Europaparlament startet Prozess für Vertragsänderungen. Das Wichtigste im Überblick
Das Europäische Parlament hat die Arbeit an der Änderung der EU-Verträge aufgenommen. Die Konferenz zur Zukunft Europas hatte zuvor den EU-Institutionen einen klaren Reformauftrag erteilt. Diese Reformvorschläge gilt es nun in entsprechende Vertragsänderungen zu übersetzen. Im Verfassungsausschuss wurde nun ein legislativer Initiativbericht auf den Weg gebracht, der Artikel 48 auslöst und damit das Verfahren für einen Verfassungskonvent startet. Es freut mich sehr diesen Bericht im Namen der Grünen/EFA-Fraktion verhandeln zu dürfen, zusammen mit Guy Verhofstadt (Renew-Liberale), Sven Simon (CDU), Gaby Bischoff (SPD) und Helmut Scholz (Linke).
Um diese Änderungen geht es
Der erste interne Vorschlag folgt den Prioritäten des Parlamentsbeschluss vom 4. Mai. Uns sind dabei besonders wichtig:
- eine möglichst breite Abschaffung der Einstimmigkeit im Rat
- eine Erweiterung der EU-Zuständigkeit für Gesundheit, Energie, Staatsbürgerschaft
- ein echtes Initiativrecht fürs Parlament
- der Schutz des Rechtsstaats und der Grundrechte
- EU-weite Referenden
- die Kodifizierung sozialer Rechte auf EU-Ebene
- Transparenz und Integrität in den EU-Institutionen
Wie geht’s weiter?
Der Bericht wird am 16. oder 20. Juni im Verfassungsausschuss abgestimmt und geht am 22. Juni 2022 in die Plenarabstimmung. Um dann einen Konvent auszulösen bedarf es einer einfachen Mehrheit im Rat (14 von 27 Mitgliedstaaten). Es wäre wünschenswert, dass die entsprechende Abstimmung noch unter französischer Ratspräsidentschaft stattfindet.

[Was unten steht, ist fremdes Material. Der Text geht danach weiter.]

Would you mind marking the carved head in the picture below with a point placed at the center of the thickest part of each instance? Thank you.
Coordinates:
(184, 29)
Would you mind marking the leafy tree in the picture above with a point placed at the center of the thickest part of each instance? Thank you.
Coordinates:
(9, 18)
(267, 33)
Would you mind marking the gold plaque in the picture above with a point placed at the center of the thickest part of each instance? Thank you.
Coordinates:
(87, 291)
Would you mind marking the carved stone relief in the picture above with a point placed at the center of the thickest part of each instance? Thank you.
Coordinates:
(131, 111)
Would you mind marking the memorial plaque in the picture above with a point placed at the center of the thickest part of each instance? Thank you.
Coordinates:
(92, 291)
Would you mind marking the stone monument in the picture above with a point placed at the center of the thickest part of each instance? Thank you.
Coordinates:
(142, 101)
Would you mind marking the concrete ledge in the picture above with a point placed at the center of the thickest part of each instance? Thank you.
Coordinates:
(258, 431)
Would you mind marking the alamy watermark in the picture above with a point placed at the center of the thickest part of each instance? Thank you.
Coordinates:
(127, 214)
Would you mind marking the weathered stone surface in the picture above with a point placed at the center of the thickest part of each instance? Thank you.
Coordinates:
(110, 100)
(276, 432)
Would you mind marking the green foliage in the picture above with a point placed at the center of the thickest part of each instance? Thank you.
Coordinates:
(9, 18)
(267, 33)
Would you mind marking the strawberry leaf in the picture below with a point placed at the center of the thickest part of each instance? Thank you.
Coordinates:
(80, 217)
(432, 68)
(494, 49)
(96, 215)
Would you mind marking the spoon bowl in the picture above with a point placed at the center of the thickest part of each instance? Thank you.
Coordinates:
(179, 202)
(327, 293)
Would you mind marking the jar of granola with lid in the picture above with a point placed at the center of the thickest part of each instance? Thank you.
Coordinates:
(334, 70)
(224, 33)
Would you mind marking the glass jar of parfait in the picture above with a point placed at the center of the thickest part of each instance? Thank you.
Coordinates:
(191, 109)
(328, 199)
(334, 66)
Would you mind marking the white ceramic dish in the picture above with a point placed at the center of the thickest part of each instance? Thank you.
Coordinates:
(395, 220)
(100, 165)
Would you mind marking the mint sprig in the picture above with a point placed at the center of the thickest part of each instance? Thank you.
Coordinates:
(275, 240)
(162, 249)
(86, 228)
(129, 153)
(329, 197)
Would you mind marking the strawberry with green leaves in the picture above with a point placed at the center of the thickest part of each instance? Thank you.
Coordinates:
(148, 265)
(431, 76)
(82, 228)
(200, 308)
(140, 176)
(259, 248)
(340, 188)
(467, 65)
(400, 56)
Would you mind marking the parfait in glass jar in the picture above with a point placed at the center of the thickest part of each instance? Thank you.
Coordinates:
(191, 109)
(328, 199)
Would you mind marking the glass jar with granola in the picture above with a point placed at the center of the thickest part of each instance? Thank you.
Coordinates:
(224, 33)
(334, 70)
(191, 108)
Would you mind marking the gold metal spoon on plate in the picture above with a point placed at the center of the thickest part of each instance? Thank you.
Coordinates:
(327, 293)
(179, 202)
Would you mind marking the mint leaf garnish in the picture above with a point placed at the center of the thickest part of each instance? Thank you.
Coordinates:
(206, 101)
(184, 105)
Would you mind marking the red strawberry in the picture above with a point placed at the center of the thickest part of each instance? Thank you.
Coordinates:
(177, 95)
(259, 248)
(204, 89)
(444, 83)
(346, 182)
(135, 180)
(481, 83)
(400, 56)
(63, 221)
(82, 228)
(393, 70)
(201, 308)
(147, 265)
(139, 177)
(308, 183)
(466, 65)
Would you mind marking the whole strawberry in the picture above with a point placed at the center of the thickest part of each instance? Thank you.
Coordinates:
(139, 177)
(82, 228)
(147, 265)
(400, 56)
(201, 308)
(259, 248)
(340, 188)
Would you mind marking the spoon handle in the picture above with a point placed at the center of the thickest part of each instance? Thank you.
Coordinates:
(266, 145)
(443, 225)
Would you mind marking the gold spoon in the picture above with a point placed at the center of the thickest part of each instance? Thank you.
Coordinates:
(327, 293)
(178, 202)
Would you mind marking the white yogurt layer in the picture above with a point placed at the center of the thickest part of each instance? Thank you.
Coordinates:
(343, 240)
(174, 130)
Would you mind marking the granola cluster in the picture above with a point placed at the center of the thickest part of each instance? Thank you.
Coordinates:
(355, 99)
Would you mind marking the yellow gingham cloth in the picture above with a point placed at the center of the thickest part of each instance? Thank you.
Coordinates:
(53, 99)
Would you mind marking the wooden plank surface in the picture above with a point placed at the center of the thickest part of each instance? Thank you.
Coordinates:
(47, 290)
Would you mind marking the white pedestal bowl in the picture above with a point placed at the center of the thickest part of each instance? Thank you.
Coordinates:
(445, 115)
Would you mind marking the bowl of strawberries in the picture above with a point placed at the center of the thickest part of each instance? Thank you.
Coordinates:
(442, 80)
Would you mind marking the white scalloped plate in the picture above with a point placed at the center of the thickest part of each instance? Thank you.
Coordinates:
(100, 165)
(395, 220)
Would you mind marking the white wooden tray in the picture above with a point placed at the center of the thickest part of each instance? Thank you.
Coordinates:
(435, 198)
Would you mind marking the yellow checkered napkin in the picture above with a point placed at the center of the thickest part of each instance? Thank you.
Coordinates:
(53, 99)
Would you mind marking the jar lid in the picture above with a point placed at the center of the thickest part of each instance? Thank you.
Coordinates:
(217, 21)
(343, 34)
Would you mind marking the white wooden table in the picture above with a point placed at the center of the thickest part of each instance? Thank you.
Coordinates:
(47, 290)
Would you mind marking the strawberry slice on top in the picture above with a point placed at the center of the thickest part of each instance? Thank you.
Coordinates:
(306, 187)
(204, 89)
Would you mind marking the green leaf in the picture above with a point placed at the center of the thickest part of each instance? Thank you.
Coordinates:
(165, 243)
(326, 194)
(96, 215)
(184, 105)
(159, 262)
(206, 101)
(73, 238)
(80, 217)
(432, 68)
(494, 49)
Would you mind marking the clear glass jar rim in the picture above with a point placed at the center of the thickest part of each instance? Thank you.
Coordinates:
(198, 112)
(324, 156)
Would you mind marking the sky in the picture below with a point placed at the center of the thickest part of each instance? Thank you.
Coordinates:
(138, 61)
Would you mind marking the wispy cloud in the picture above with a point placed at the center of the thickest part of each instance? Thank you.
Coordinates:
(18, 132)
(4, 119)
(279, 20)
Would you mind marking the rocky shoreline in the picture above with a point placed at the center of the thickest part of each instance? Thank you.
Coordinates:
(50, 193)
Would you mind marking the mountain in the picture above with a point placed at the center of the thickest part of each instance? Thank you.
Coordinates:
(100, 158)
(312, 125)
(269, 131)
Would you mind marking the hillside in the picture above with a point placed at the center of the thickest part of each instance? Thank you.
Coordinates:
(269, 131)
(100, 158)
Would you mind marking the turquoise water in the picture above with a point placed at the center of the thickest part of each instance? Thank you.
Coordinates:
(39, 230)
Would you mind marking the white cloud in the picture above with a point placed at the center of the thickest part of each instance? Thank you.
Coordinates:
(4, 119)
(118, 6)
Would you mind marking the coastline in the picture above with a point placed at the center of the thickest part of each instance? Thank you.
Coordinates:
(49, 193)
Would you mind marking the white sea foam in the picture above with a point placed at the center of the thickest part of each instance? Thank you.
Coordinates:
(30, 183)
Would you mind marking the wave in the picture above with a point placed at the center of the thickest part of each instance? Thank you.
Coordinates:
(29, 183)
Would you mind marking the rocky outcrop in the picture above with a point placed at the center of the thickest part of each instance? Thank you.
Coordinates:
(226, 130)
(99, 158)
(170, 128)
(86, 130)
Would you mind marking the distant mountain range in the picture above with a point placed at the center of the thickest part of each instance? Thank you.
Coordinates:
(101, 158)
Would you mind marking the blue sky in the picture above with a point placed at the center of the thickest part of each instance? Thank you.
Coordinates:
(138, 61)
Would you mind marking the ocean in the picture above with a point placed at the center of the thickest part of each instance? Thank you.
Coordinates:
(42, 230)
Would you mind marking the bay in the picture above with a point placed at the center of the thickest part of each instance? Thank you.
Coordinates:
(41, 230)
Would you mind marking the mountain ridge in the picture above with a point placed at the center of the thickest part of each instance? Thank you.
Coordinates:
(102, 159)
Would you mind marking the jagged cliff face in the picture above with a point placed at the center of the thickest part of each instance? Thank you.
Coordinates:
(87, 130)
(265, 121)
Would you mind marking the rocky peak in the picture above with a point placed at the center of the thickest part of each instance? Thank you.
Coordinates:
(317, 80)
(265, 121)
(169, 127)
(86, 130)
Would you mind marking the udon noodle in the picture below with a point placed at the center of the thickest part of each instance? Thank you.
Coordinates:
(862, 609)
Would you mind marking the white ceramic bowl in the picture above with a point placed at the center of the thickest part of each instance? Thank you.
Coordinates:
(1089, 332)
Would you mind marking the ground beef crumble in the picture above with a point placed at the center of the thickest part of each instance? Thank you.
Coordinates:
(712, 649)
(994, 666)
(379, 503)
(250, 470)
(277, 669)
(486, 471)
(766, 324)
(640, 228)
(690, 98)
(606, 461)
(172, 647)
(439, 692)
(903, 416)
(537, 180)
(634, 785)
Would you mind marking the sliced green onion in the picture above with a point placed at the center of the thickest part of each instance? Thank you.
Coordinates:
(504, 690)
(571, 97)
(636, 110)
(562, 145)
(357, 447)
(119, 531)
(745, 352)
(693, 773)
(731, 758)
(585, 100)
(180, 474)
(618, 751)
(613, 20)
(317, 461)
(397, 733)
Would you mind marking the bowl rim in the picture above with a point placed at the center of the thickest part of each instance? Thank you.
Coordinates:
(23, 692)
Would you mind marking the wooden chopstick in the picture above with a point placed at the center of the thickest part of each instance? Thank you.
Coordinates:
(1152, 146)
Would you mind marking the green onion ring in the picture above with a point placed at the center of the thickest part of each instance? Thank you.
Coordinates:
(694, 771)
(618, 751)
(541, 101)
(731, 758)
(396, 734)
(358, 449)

Es gibt einigen Grund für Optimismus, dass es im Rat zur nötigen einfachen Mehrheit für die Eröffnung eines Konvents über Vertragsänderungen kommen könnte. Nicht nur das Parlament hat sich mit großer Mehrheit dafür ausgesprochen, sondern auch Emmanuel Macron, der wiedergewählte Präsident Frankreichs und Ratsvorsitzende der EU bis Ende Juni.
Verhaltener Optimismus
Zwar sind einige skandinavische und osteuropäische Staaten skeptisch gegenüber Vertragsänderungen, andererseits sind ihnen gerade jetzt Dinge wichtig, die nur ohne nationale Vetos möglich sind: härtere Sanktionen gegen Russland, wie sie Viktor Orban gerade per Veto aufhält, eine Erweiterung der EU Richtung Ukraine, Moldawien, Westbalkan. Auch die integrationsskeptischen Skandinavier haben gerade gezeigt, dass sie angesichts der Bedrohung durch Russland bereit sind, alte Tabus in Frage zu stellen, wie die Anträge auf Nato-Mitgliedschaft durch Schweden und Finnland zeigen.